Question: Matching Complementary Regions Of 2 Dna Sequences
0
8.5 years ago by
Tonig440
Tonig440 wrote:

Hi , all I ask in other forum how to align two sequences in PERL, basically what I need is to find the complementary matching region between one sequence and the reverse complentary of the other one

Here is the code that I'm using

``````#!/usr/bin/perl
use warnings;
use strict;

sub complement {
\$_[0] =~ y/CGAT/GCTA/;
return \$_[0];
}

sub match {
my (\$s1, \$s2) = @_;
\$s2 = reverse \$s2;
complement \$s2;
print "\$s1\n";
my \$s2l = length \$s2;
for (my \$length = \$s2l; \$length; \$length--) { # start from the longest possible substring
for my \$start (0 .. \$s2l - \$length) {     # starting position of the matching substring
my \$substr = substr \$s2, \$start, \$length;
my \$pos = index \$s1, \$substr;
if (\$pos + 1) {
return ('-' x \$pos) . complement "\$substr" . ('-' x (\$s2l - \$length - \$pos));
}
}
}
}

print match('CGTAAATCTATCTT',
'CATGCGTCTTTACG')
,"\n";
``````

My problem is that using this I only get one result:

``````CGTAAATCTATCTT
GCATTT------A-
``````

and my idea is to find the best complementary match between the two (OK, in this case this is the best one, but you have to imagine when I am dealing with sequences of hundreds and maybe thousands nucleotides), also i'm considering that the sequences will be of different length. I tried to use one approach similar to Smith and Waterman algorithm changing the matrix for complementary matrix: C-G/G-C amd T-A/A-T 1 and the rest 0

perl alignment sequence • 4.0k views
modified 8.5 years ago by Gustavo530 • written 8.5 years ago by Tonig440

SW will not make the gaps needed in this case unless you can penalise them less. Perhaps increase the match values from 1 to something larger and reduce the gap open and extension penalties.

4
8.5 years ago by
Gustavo530
Seattle
Gustavo530 wrote:

You might find it computationally more efficient to use an external tool for doing the sequence comparison. For example, you could write your sequences out to separate files (if they're not already in files to start with!) and use FASTA to do the comparison.

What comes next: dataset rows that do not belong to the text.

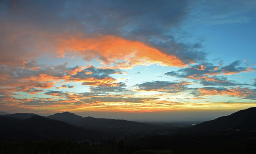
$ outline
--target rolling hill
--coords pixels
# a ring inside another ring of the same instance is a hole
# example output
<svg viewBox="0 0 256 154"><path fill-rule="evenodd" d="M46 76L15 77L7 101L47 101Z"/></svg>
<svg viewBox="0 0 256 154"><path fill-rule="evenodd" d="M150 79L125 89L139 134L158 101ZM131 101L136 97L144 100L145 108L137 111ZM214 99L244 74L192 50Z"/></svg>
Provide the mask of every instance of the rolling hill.
<svg viewBox="0 0 256 154"><path fill-rule="evenodd" d="M0 116L0 138L7 140L103 139L106 134L34 116L27 119Z"/></svg>
<svg viewBox="0 0 256 154"><path fill-rule="evenodd" d="M56 113L47 118L83 128L109 132L136 133L152 129L154 127L151 124L125 120L96 118L89 116L83 118L68 112Z"/></svg>
<svg viewBox="0 0 256 154"><path fill-rule="evenodd" d="M256 130L256 107L241 110L228 116L202 122L193 129L203 132Z"/></svg>

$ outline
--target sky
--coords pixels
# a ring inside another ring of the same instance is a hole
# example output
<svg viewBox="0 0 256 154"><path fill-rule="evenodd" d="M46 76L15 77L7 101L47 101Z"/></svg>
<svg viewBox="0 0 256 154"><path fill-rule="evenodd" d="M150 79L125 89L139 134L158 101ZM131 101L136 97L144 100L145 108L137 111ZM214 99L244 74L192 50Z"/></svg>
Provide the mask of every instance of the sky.
<svg viewBox="0 0 256 154"><path fill-rule="evenodd" d="M1 0L0 111L207 120L256 107L256 1Z"/></svg>

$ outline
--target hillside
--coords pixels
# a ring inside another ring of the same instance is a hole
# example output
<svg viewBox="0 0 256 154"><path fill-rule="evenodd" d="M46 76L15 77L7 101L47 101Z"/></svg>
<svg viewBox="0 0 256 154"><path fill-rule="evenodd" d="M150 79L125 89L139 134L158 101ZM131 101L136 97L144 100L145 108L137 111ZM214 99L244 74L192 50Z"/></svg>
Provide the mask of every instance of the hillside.
<svg viewBox="0 0 256 154"><path fill-rule="evenodd" d="M226 130L256 130L256 107L241 110L230 115L204 122L193 127L195 130L219 132Z"/></svg>
<svg viewBox="0 0 256 154"><path fill-rule="evenodd" d="M38 115L37 114L34 114L34 113L16 113L10 114L2 115L0 115L0 116L9 117L17 118L19 118L26 119L26 118L30 118L34 116L40 116L39 115Z"/></svg>
<svg viewBox="0 0 256 154"><path fill-rule="evenodd" d="M26 119L0 117L0 137L7 140L96 139L104 138L106 134L36 116Z"/></svg>
<svg viewBox="0 0 256 154"><path fill-rule="evenodd" d="M125 120L99 118L89 116L83 118L68 112L56 113L47 118L65 121L83 128L111 132L139 132L153 127L151 124Z"/></svg>

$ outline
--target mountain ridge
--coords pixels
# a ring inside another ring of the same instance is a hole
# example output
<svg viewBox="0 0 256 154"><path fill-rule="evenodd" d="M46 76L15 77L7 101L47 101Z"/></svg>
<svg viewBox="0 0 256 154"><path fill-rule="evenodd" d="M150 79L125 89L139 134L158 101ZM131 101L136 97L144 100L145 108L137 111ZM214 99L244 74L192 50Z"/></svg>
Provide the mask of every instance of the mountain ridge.
<svg viewBox="0 0 256 154"><path fill-rule="evenodd" d="M256 130L256 107L241 110L228 116L203 122L195 125L193 128L204 132Z"/></svg>

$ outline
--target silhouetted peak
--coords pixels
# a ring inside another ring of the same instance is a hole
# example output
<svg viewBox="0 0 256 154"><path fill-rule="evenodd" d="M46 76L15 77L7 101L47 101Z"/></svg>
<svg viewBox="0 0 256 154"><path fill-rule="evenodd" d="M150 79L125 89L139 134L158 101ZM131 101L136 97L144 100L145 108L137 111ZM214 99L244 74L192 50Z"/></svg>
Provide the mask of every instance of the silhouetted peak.
<svg viewBox="0 0 256 154"><path fill-rule="evenodd" d="M16 113L14 114L2 115L1 116L8 116L11 117L14 117L19 118L29 118L34 116L40 116L37 114L34 113Z"/></svg>
<svg viewBox="0 0 256 154"><path fill-rule="evenodd" d="M236 112L230 115L204 122L194 126L204 131L224 131L226 130L256 130L256 107Z"/></svg>

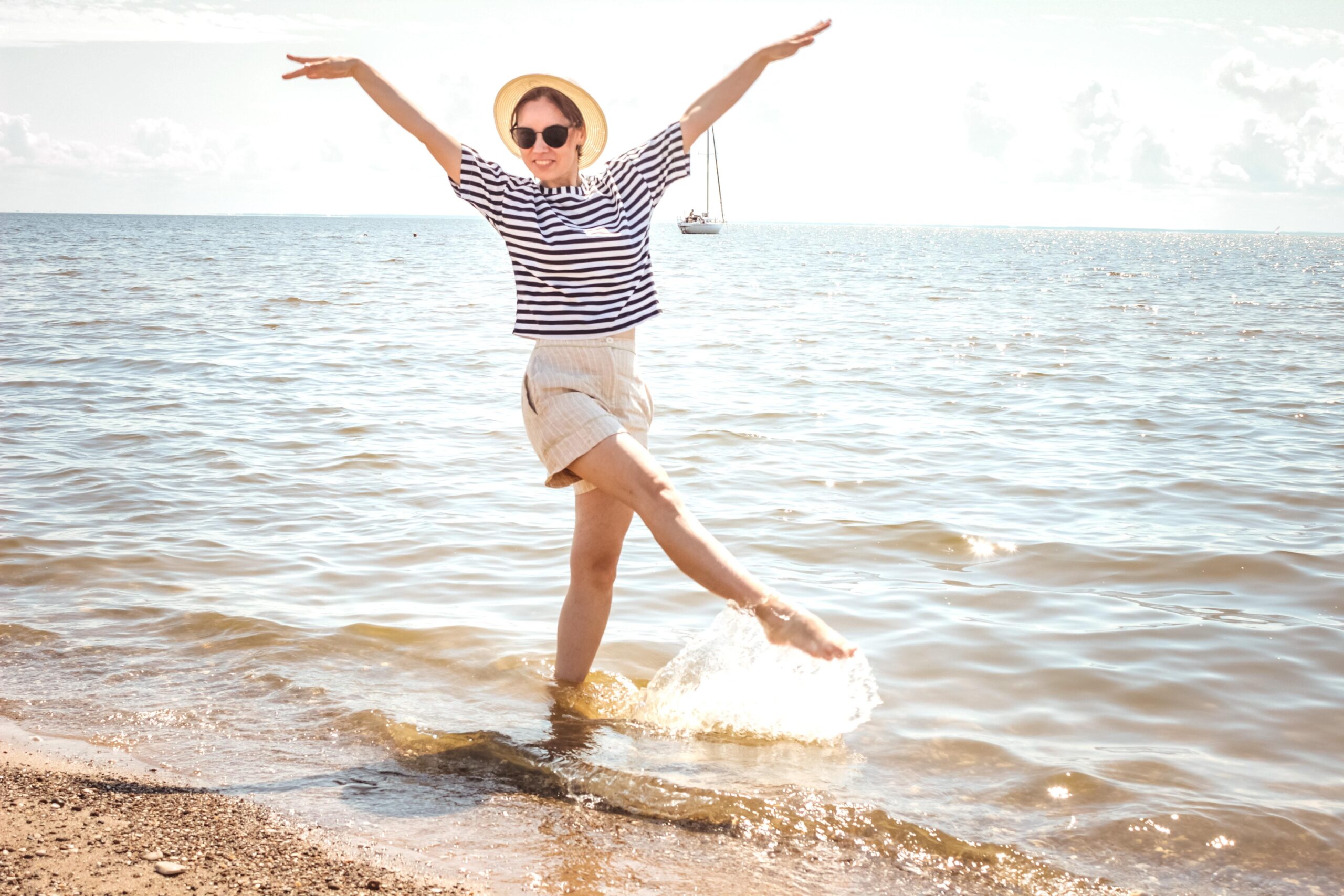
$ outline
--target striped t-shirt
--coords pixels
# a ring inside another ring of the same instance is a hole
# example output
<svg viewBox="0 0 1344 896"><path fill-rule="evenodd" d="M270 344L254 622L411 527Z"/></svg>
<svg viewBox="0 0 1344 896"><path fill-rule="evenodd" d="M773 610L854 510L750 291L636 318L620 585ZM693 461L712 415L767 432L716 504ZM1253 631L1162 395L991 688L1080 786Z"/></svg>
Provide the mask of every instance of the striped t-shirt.
<svg viewBox="0 0 1344 896"><path fill-rule="evenodd" d="M461 184L508 246L517 286L513 333L585 339L660 313L649 262L649 222L668 184L691 173L675 121L578 187L543 187L505 173L462 146Z"/></svg>

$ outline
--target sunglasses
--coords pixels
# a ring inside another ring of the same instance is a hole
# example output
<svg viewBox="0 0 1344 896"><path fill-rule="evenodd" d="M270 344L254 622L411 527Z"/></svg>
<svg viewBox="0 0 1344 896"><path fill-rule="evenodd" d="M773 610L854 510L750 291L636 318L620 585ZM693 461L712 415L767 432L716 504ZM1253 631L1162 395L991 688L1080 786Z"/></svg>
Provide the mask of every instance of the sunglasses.
<svg viewBox="0 0 1344 896"><path fill-rule="evenodd" d="M542 130L542 140L544 140L546 145L551 149L559 149L564 145L564 141L570 138L570 128L574 126L575 125L551 125L550 128ZM516 142L521 149L531 149L536 144L536 132L531 128L519 128L515 125L509 129L509 134L513 137L513 142Z"/></svg>

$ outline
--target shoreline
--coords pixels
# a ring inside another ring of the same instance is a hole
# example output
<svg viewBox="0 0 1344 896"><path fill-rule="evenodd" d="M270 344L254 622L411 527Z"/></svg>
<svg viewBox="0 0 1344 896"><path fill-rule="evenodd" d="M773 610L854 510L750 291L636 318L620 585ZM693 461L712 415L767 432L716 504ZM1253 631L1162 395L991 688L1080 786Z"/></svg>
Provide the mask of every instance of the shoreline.
<svg viewBox="0 0 1344 896"><path fill-rule="evenodd" d="M39 736L0 717L3 892L484 893L379 858L261 802L202 787L121 751Z"/></svg>

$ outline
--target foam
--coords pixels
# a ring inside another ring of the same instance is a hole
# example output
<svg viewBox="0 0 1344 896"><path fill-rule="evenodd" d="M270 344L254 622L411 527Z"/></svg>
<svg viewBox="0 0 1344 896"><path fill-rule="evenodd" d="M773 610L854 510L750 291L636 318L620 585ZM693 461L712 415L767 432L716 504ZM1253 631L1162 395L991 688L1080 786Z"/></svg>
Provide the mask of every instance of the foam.
<svg viewBox="0 0 1344 896"><path fill-rule="evenodd" d="M862 650L817 660L770 643L755 617L728 606L653 676L630 720L679 733L833 740L880 703Z"/></svg>

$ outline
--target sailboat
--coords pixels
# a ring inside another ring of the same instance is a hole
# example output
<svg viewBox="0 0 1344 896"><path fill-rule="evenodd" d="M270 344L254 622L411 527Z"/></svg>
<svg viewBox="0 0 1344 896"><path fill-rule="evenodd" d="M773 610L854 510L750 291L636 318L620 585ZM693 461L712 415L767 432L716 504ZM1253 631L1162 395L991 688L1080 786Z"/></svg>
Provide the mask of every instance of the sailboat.
<svg viewBox="0 0 1344 896"><path fill-rule="evenodd" d="M719 218L710 218L710 148L714 148L714 183L719 187ZM714 125L710 125L710 138L704 141L704 212L694 208L676 223L683 234L716 234L723 230L723 183L719 180L719 141L714 137Z"/></svg>

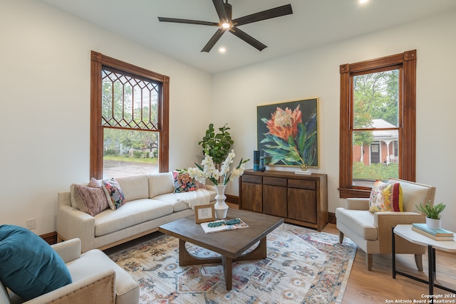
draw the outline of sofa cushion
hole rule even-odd
[[[122,188],[120,188],[120,185],[115,179],[113,178],[103,179],[103,189],[106,194],[108,203],[111,209],[115,210],[125,203],[125,196],[123,194]]]
[[[117,177],[115,179],[125,196],[125,201],[149,197],[149,182],[147,175]]]
[[[165,194],[157,195],[154,199],[157,201],[166,201],[172,206],[174,212],[180,211],[189,209],[189,204],[187,201],[180,201],[177,193],[167,193]]]
[[[342,223],[361,236],[363,239],[377,239],[377,227],[374,226],[373,214],[367,210],[351,210],[345,208],[336,209],[338,223]]]
[[[165,193],[173,193],[172,174],[171,172],[156,173],[147,175],[149,181],[149,198]]]
[[[79,210],[92,216],[109,207],[106,195],[101,187],[93,188],[76,184],[75,193],[79,196],[76,200]]]
[[[95,216],[95,236],[115,233],[172,213],[172,204],[151,199],[125,203],[119,210],[107,209]]]
[[[370,191],[369,211],[370,212],[403,211],[400,184],[384,183],[377,180]]]
[[[0,281],[30,300],[72,282],[62,258],[43,239],[23,227],[0,226]]]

FASTA has a variety of parameters that will make the job easy. In your case, you can specify that you want only comparisons to the reverse strand of the other sequence (-i parameter). You of course have full control of all alignment parameters like matrix, gap penalties, significance cutoffs. You can also specify which format you want to get, and it has some output formats that are extremely easy to parse.

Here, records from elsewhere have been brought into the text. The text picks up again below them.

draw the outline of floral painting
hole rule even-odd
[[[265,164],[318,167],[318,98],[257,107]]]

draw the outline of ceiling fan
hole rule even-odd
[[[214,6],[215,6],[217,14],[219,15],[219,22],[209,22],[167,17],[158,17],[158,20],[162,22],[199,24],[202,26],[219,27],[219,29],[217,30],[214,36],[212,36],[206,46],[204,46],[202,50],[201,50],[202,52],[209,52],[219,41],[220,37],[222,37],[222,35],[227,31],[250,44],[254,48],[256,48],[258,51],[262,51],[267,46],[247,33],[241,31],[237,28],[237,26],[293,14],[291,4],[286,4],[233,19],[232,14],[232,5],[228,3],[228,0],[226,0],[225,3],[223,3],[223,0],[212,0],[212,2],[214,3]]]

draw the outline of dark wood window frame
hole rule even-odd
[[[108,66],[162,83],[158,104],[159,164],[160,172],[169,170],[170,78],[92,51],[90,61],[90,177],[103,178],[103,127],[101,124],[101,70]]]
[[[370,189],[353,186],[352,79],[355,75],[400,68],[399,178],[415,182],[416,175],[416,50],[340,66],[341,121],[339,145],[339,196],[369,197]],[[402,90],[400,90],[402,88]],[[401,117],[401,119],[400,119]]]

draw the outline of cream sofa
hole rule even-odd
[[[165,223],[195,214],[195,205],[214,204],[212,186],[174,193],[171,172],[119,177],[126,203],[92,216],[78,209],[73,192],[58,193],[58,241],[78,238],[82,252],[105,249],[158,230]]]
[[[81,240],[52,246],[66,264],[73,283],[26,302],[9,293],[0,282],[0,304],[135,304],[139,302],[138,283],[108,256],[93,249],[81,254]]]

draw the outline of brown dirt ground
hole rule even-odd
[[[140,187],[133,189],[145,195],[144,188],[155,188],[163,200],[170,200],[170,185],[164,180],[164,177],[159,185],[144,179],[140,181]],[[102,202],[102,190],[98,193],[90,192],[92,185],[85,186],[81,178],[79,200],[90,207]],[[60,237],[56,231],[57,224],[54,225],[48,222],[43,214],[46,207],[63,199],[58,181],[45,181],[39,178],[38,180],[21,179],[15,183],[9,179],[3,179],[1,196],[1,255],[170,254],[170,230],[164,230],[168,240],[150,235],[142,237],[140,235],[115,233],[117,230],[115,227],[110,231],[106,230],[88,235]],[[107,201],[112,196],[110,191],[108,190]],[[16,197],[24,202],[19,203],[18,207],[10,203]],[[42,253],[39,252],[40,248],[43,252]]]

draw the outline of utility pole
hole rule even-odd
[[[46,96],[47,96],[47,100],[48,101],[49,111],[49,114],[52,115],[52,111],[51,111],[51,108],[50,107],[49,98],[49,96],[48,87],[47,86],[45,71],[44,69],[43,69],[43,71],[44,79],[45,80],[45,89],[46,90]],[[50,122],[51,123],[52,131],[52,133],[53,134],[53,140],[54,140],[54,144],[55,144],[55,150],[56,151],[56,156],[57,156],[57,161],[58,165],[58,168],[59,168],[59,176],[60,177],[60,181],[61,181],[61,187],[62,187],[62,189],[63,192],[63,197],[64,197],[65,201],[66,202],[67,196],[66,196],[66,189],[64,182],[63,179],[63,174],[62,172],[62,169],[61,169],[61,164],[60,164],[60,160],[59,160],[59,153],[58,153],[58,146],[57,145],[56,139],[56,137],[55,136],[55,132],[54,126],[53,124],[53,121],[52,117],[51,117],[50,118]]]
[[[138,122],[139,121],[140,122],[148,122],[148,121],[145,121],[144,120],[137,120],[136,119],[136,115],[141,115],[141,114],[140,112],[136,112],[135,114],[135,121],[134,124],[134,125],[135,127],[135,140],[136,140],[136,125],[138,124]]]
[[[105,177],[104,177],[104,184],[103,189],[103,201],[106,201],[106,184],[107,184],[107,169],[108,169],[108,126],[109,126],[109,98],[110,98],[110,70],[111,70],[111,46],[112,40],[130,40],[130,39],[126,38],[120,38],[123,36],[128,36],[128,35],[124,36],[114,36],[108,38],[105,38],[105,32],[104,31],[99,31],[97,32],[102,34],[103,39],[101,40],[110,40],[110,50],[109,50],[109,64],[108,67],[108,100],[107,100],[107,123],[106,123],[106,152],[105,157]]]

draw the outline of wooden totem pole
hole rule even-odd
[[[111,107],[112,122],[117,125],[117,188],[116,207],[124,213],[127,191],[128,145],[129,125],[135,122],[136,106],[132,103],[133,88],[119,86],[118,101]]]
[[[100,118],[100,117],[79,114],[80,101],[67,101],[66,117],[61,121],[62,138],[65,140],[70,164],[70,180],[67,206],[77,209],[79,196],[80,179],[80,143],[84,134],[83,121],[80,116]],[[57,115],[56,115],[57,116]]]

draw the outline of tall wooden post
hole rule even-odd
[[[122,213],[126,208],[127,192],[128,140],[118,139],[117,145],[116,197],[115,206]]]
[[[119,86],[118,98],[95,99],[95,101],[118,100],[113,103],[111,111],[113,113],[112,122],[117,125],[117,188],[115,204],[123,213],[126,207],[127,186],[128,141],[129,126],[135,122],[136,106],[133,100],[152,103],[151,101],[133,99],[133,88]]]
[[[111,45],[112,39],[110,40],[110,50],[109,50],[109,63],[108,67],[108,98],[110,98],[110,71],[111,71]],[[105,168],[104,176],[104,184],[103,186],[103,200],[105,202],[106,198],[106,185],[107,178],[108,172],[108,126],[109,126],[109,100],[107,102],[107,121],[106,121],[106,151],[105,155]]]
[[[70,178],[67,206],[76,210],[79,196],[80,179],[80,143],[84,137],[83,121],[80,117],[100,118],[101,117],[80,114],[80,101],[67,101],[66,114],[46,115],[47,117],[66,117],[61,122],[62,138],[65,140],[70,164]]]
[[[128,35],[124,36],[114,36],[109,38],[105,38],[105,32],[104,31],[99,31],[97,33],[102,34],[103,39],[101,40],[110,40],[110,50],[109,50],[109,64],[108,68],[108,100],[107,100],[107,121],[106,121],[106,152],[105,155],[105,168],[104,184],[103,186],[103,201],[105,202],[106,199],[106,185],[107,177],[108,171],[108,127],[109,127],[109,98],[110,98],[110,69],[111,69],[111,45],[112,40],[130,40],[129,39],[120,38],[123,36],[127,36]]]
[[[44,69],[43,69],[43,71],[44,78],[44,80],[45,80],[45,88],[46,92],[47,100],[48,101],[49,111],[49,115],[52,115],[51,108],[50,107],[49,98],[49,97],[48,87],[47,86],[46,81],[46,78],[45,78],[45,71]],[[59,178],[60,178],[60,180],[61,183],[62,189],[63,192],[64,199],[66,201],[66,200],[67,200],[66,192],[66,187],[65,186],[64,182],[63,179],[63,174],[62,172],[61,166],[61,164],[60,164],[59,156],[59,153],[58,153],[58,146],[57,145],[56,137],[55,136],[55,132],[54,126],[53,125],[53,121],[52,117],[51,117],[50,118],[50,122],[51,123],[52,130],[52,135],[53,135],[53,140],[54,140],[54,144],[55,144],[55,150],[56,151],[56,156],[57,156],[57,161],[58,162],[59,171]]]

Thanks Gustavo, I'll try it I finally did it using BLAT, but it will be nice trying to compare with FASTA

0
8.5 years ago by
Damian Kao15k
USA
Damian Kao15k wrote:

Using Smith and Waterman and changing the matrix sounds reasonable.

Is this for homework? If it's not, why not just convert one of the two sequences into the reverse complement and use one of the many available aligners. So in your example where you are aligning:

``````CGTAAATCTATCTT
CATGCGTCTTTACG
``````

Change the second sequence to its reverse complement:

``````CGTAAATCTATCTT
CGTAAAGACGCATG
``````

And use [?]clustal[?] to align the sequence. You can then transform it back to the original sequence after you get a satisfactory alignment.